米国の新国務長官に任命されるアントニー・ブリンケン氏(2020年11月4日撮影、写真:AP/アフロ)

キッシンジャー、ヒラリーのような独自の行動はとれず

 ジョー・バイデン新大統領の政治がいよいよスタートする。

 就任前から五月雨式に主要閣僚やホワイトハウス高官を指名している。ひと言でいえば、顔ぶれはバラク・オバマ第3期内閣。

 当時副長官や副補佐官だった控えが長官や補佐官に昇格している。

 そうした中で閣僚の要ともいうべき国務長官に指名されたのがアントニー・ブリンケン氏(58)。

 外交通には知られているものの、一般にはほとんど知られていない。米主要紙のベテラン記者でも外交や国務省の内情に疎い人はブリンケンといっても知らない。

 市民レベルでは、顔も名前も知られていない。

 国務長官といえば、古くはジョージ・マーシャル(50代)、ディーン・アチソン(51代)、ジョン・ダラス(52代)、ディーン・ラスク(54代)各長官といった外交を動かした歴史に名を残す人物がいた。
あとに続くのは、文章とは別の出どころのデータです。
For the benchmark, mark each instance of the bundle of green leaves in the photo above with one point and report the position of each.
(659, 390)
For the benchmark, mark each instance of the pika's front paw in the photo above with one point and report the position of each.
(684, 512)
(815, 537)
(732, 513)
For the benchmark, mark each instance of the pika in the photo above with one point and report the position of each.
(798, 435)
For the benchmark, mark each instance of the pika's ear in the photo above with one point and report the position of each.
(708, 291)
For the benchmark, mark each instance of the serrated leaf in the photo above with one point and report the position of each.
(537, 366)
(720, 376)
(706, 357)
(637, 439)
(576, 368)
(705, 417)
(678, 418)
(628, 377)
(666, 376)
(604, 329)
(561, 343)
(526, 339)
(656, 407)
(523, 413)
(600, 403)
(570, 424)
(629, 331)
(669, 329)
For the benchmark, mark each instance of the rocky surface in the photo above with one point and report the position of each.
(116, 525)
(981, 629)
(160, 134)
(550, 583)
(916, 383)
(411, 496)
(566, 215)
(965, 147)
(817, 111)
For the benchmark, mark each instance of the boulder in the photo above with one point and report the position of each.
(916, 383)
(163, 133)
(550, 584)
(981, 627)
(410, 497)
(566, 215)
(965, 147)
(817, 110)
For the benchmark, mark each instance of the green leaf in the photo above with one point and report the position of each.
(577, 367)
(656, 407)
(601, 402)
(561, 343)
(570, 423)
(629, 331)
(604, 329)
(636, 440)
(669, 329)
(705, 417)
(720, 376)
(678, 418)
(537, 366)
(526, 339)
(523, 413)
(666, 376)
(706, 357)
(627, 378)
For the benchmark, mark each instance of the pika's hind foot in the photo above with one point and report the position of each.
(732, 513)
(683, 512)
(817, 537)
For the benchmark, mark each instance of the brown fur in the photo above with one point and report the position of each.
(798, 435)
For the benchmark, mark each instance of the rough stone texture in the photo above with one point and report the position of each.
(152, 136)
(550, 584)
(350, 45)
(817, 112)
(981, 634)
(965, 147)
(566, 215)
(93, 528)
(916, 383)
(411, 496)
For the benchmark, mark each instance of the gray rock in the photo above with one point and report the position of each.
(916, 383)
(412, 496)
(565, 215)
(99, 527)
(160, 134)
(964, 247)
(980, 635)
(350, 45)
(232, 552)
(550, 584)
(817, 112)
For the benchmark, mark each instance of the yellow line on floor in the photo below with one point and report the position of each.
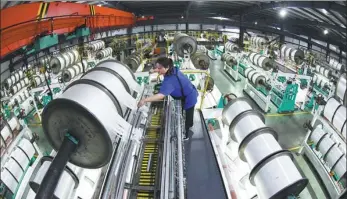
(286, 114)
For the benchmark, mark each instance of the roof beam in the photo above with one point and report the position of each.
(336, 17)
(298, 4)
(286, 32)
(188, 8)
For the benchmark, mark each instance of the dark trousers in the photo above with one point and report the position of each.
(189, 119)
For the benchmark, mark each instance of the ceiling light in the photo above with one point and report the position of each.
(283, 12)
(220, 18)
(325, 11)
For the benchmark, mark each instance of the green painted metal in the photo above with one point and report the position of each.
(285, 101)
(192, 77)
(46, 42)
(80, 32)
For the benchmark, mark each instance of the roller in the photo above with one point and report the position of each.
(8, 128)
(335, 113)
(96, 45)
(67, 183)
(15, 88)
(13, 79)
(258, 41)
(323, 71)
(73, 71)
(9, 180)
(73, 107)
(296, 55)
(59, 62)
(104, 53)
(340, 168)
(14, 168)
(184, 42)
(333, 156)
(231, 47)
(258, 79)
(333, 63)
(341, 89)
(133, 61)
(44, 60)
(261, 61)
(317, 135)
(258, 146)
(37, 81)
(229, 59)
(200, 61)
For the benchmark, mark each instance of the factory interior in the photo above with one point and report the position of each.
(269, 121)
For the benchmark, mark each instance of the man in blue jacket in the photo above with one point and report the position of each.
(177, 85)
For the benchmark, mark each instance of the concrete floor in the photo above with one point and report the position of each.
(289, 127)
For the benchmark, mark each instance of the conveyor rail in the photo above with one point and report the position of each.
(146, 183)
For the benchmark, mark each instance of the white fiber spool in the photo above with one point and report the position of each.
(6, 133)
(247, 70)
(325, 145)
(233, 109)
(76, 55)
(21, 157)
(38, 80)
(341, 89)
(27, 147)
(57, 63)
(335, 64)
(71, 58)
(339, 120)
(67, 182)
(250, 75)
(245, 126)
(333, 156)
(8, 179)
(317, 135)
(278, 178)
(255, 59)
(336, 114)
(14, 123)
(340, 168)
(14, 168)
(283, 48)
(26, 105)
(259, 147)
(330, 108)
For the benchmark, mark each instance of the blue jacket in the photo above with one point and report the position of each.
(171, 86)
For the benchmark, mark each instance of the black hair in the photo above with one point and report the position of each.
(166, 63)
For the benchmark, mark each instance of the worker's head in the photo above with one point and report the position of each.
(163, 65)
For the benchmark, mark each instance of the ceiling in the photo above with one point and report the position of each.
(309, 18)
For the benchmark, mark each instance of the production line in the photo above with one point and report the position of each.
(86, 101)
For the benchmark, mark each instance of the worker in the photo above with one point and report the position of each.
(177, 85)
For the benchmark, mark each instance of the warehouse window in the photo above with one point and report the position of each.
(320, 42)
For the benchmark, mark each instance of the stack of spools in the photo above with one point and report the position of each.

 ここ数十年でもヘンリー・キッシンジャーやヒラリー・クリントン両氏のようにマスコミに注目され、時には大統領を差し置いて独自の行動をとった大物国務長官もいた。

 それに比べると、ブリンケン氏は「独自のカラーなき(Colorless)目立たぬ国務長官」だ。

 かといって、降ってわいたような存在ではない。